Theresa May backs down over Jordan’s assurances

Human rights would be abused if he was sent to Jordan's

Human rights would be abused if he was sent to Jordan’s

Theresa May has had to perform another government u-turn over the planned deportation of Abu Qatada. Following the announcement that there were fresh assurances over his treatment by Jordan, she has since had to admit that Katie Price was not in the best position to judge such things.

“I tried to get some reassurances from the country but turned up to the meeting a day late so I asked Ms Price. She said that his safety would be guaranteed with her, as long as he was willing to make a television show about it.”

“With the bonus of a documentary crew to watch him all day instead of police, this was also a cost effective measure. However, as always, the European Court of Human Rights has decided that by comparison, the country of Jordan would have been less of an ordeal for him.”

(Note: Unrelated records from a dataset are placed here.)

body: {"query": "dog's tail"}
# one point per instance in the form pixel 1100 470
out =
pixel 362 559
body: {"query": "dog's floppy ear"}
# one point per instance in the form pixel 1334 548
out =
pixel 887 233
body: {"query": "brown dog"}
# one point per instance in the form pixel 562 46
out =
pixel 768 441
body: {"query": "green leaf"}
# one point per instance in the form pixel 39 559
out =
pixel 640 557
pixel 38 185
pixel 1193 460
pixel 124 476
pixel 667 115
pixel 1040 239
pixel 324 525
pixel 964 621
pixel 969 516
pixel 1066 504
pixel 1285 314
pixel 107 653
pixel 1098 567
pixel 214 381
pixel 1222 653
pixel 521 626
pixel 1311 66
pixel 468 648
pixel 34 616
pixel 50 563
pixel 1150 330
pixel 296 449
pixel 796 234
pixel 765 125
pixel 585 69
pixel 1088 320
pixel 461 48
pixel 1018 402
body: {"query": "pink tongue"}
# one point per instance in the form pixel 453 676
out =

This is the latest attempt by successive governments to deport Qatada back to the middle east after numerous judges have let him off saying he wouldn’t get a fair trial.

Speaking about her involvement in the case, Jordon said “I’m not even into that kinky stuff, so should he come to me there would be no physical torture.”

“I think I could tame him a bit as well. I am yet to meet a man who could look threatening in a baby pink onesie. Give me a week with him and he’ll be a bigger threat to the bars of the West End than he would be to the Western World.”

The Home Secretary is now having to try and do things properly, with the only option being a last appeal for the Supreme Court to hear her case. But until then, with arguments over the cost of keeping Qatada raging, he will be sent to a place that will keep him there for a very, very long time with no cconsultation; the local A&E.

Human rights campaigners have objected.